Pollinator observations and pollination experiments were conducted in a natural population; the inflorescences’ visual and olfactory signals were characterized by spectral and chemical analyses; the responses of pollinators to visual and olfactory cues were tested using dual-choice behavioural bioassays; the relative roles of visual and olfactory cues in pollinator attraction were tested by comparing the responses of pollinators to inflorescences subjected to three experimental treatments (intact, all bracts removed, and capitulum removed) within the natural population.

Important Findings

For fruit set, C. capitata is entirely dependent on pollinators, with a bee, Anthophora sp., being the main pollinator. Bracts present high colour distance and green contrast against the leaves. Twelve volatile compounds in the floral scent were detected, most of which have previously been reported to be attractive to a broad spectrum of bee species. Behavioural bioassays showed that both, visual cues alone and olfactory cues alone, are attractive to pollinating bees.
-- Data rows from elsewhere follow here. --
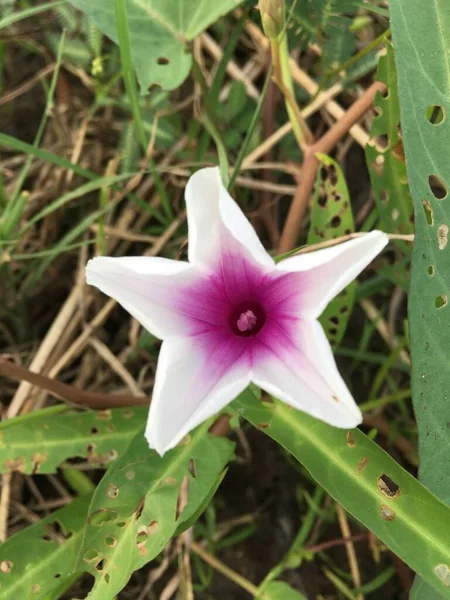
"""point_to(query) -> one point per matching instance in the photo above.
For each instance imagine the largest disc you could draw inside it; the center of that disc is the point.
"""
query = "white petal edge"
(178, 405)
(331, 269)
(209, 205)
(298, 389)
(129, 281)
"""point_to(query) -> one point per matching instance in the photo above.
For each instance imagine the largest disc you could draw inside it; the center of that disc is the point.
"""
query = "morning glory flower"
(230, 316)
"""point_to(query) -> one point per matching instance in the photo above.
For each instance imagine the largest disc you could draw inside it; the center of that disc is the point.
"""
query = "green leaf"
(368, 483)
(332, 217)
(279, 590)
(421, 34)
(159, 33)
(38, 559)
(29, 12)
(134, 511)
(41, 441)
(387, 168)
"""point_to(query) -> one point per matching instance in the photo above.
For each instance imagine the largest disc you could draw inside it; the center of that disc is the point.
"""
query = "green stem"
(283, 78)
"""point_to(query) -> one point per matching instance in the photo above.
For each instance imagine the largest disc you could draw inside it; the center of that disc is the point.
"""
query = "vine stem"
(69, 392)
(311, 164)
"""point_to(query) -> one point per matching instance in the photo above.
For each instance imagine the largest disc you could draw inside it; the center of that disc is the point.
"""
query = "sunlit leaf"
(421, 35)
(368, 483)
(38, 559)
(138, 505)
(332, 217)
(159, 33)
(386, 163)
(41, 441)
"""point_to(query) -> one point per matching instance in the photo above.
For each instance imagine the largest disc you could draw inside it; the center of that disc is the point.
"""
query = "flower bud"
(272, 17)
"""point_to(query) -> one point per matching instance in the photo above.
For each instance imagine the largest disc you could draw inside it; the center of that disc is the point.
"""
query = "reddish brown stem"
(310, 164)
(69, 392)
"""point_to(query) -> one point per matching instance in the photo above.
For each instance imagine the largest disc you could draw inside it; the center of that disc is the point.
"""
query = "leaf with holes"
(368, 483)
(141, 501)
(159, 33)
(51, 546)
(332, 217)
(421, 34)
(41, 441)
(385, 156)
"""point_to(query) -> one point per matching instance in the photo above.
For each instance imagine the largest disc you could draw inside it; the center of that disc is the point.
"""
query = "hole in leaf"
(350, 437)
(335, 221)
(435, 114)
(322, 200)
(191, 468)
(139, 508)
(387, 513)
(90, 555)
(442, 236)
(438, 187)
(100, 565)
(384, 196)
(152, 528)
(142, 536)
(442, 572)
(263, 425)
(427, 209)
(112, 491)
(102, 516)
(362, 465)
(6, 566)
(388, 487)
(112, 455)
(110, 541)
(441, 300)
(337, 197)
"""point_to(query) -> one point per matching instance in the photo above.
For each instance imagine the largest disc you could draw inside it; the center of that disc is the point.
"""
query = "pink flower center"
(247, 319)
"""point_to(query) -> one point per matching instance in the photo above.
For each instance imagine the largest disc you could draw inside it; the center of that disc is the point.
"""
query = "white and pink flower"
(231, 316)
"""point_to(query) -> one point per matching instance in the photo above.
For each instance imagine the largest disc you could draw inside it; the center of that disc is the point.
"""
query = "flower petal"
(196, 377)
(303, 373)
(212, 215)
(149, 288)
(321, 275)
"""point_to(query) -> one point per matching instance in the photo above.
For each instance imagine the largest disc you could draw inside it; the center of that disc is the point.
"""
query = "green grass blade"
(41, 564)
(39, 443)
(29, 12)
(421, 35)
(133, 513)
(348, 465)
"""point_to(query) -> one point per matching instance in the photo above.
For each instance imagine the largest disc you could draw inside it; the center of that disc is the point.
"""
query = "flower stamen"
(246, 321)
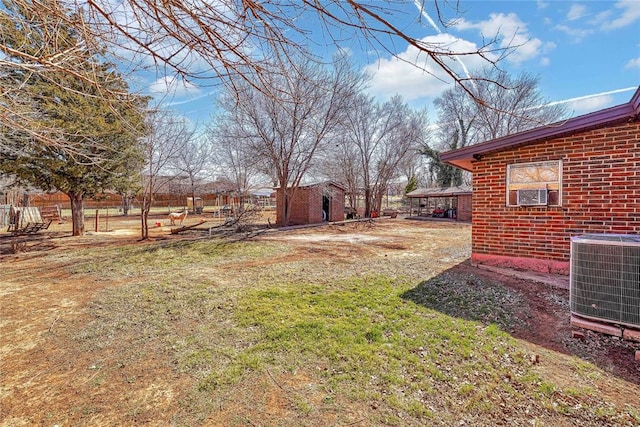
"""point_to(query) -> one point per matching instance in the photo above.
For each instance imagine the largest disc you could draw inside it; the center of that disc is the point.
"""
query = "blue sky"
(586, 51)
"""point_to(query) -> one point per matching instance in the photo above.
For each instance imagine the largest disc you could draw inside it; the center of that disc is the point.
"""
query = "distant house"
(313, 204)
(455, 201)
(534, 190)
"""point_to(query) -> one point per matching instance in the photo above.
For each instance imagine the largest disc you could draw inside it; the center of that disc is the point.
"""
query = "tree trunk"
(77, 212)
(144, 218)
(145, 207)
(367, 202)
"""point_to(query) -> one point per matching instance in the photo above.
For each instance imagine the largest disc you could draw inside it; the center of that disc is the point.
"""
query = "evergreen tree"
(91, 111)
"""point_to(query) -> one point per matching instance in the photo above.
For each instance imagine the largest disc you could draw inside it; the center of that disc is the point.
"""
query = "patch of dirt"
(48, 379)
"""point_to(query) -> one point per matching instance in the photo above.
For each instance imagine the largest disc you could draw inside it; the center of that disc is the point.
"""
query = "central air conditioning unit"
(536, 197)
(605, 278)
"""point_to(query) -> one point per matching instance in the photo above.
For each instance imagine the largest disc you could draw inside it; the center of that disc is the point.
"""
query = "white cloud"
(629, 13)
(510, 31)
(576, 11)
(174, 87)
(633, 63)
(414, 76)
(591, 104)
(577, 33)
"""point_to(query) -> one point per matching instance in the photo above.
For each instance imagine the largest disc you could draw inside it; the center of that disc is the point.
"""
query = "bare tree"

However, visual cues alone attracted significantly more approaches than olfactory cues alone, while olfactory cues alone elicited a significantly higher landing percentage than visual cues alone. The finding suggests that, in the C. capitata–Anthophora sp. interaction, visual cues are mainly used for location from long distances, while olfactory cues mainly aid landing from short distances. Our results indicate that different modalities of floral cues should be considered together to understand fully the communication between flowering plant and pollinators.